Later I want to tell you all about my week of training to work with special needs kids, but right now I need to focus o n my own special child for a bit. I knew he would struggle with having me gone this week and there would be fallout. I tried my best to talk him through each day, give him extra love in the evenings and to never leave in the mornings without telling him goodbye and how much I love him. I knew it would not prevent the fallout but in my wee lil brain I hoped that somehow it might help him to begin working through the anxiety and start to have a tiny bit of understanding of his own self.

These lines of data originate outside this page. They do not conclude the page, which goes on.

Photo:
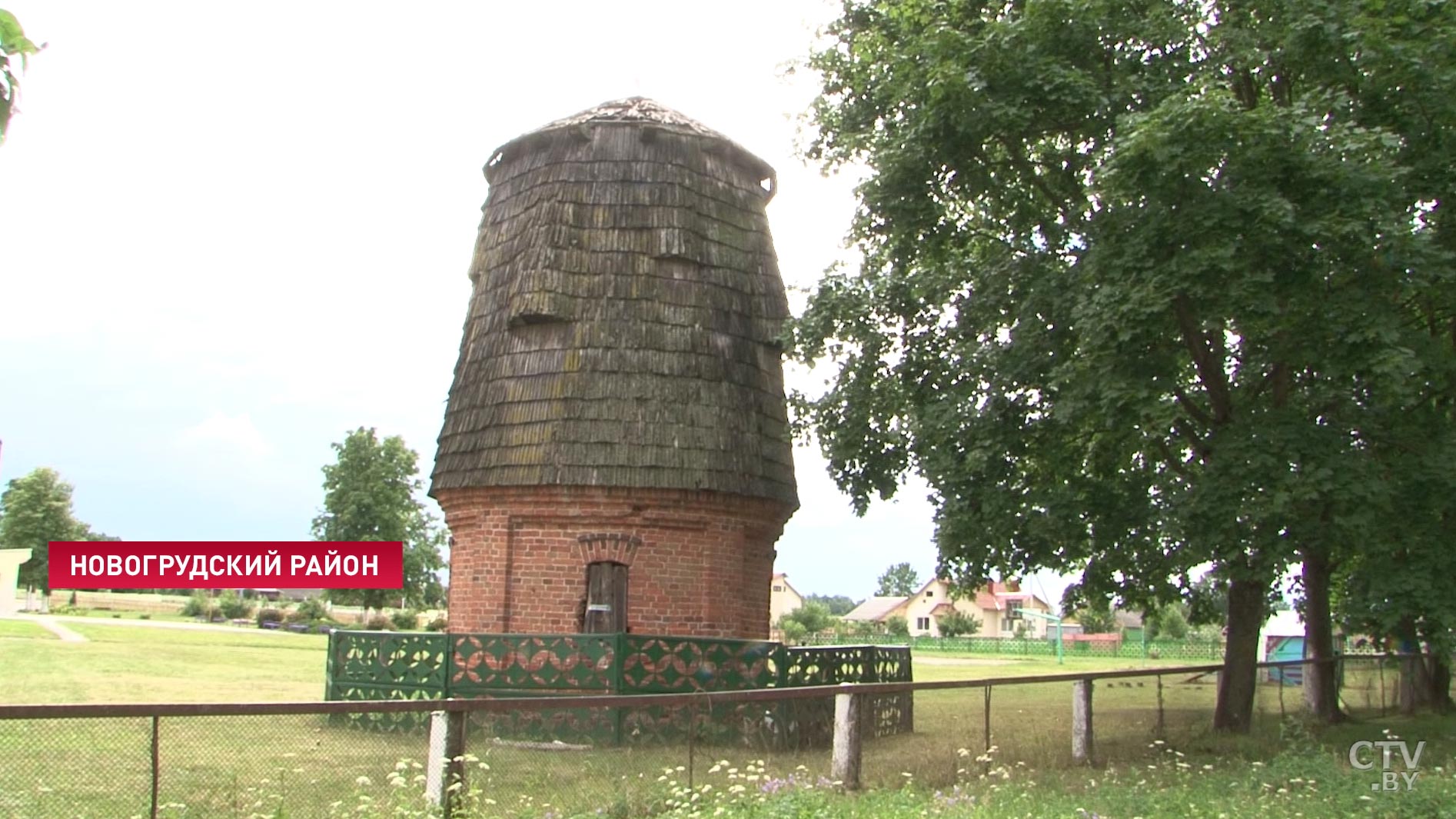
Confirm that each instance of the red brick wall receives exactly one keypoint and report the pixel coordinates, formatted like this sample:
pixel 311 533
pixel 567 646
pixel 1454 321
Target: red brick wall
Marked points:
pixel 700 563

I finished training at noon yesterday (Saturday). When I got home the husband had laundry churning away, had gotten all three boys to martial arts and had fed them lunch. (Lord I LOVE that man) We got organized and headed out to a specialty plant nursery located southwest of Houston (we live north of Houston, so quite the drive) As we were grabbing DS games and such to occupy small peoples I smelled a nasty-ness from the boys bathroom. Ah, yet again someone had done a large nasty poo and failed to flush. Around here that is totally normal so I thought nothing of it.
We tooled around the nursery for an hour, loaded two wagons up with plants, then paid and headed home. Boys played outside while I made dinner, then played inside until bed. Bedtime was easy-peasy and I was thinking that the day had been really great.
It is now Sunday morning and the fallout has appeared, but this time it was unique. This child is brilliant, a very very smart child. I am amazed at his brain power (and a little scared that I will not be able to stay ahead of him later on) He is running around in his tighty-whiteys and ask he passes me I notice a large white lump in the back of his pants. My first thought is that the poor child has a dryer sheet in his pants, so I ask him to come to me so I can get it. He freezes, he starts to back up and stammer. This is clue #1 that whatever is in his pants is there on purpose. I ask him to come to me, and he fights it but finally comes over. I look in his pants as he whines and cries. Guess what I found? A wad of poopy toilet paper stuck to his butt cheek.
Now this is where the brilliance plays in. He knows that if he poops his pants he will have to wear a diaper, but he needed a way to punish me for being gone. The smarty pants figured out a way to get poop in his pants without technically pooping them. The messy toilet paper just accidentally fell into his underwear. Yesterday. Before we left for the nursery. Eeeew!
I had him sit on a chair next to me and think about why he did this and he couldn't get up until he could remember (after cleaning him up first). Of course this was NOT going to happen. I kept telling him he wasn't in trouble and that I wanted to help him but without knowing why I was stuck. He hemmed and haw'd, he scratched his arm and talked about bug bites, he changed the subject fifty thousand times, his eyes rolled around until I wondered if they would fall out of his head. Finally, I asked him if he wanted me to guess why he did it. He did.
Honey, I think you were upset at Mommy because she was gone this week. You felt you needed to show Mommy how bad you felt and this is how you did it. More than anything you just were scared and mad and that is OK.
His little eyes filled with tears and I scooped him up and hugged him tight. I told him it was OK to be upset and mad, but he needed to talk to me and get lots of hugs instead of showing me with poop.
Baby steps. I know this is not the end of the poop wars. I know he still has a long way to go. But today I am very proud of him!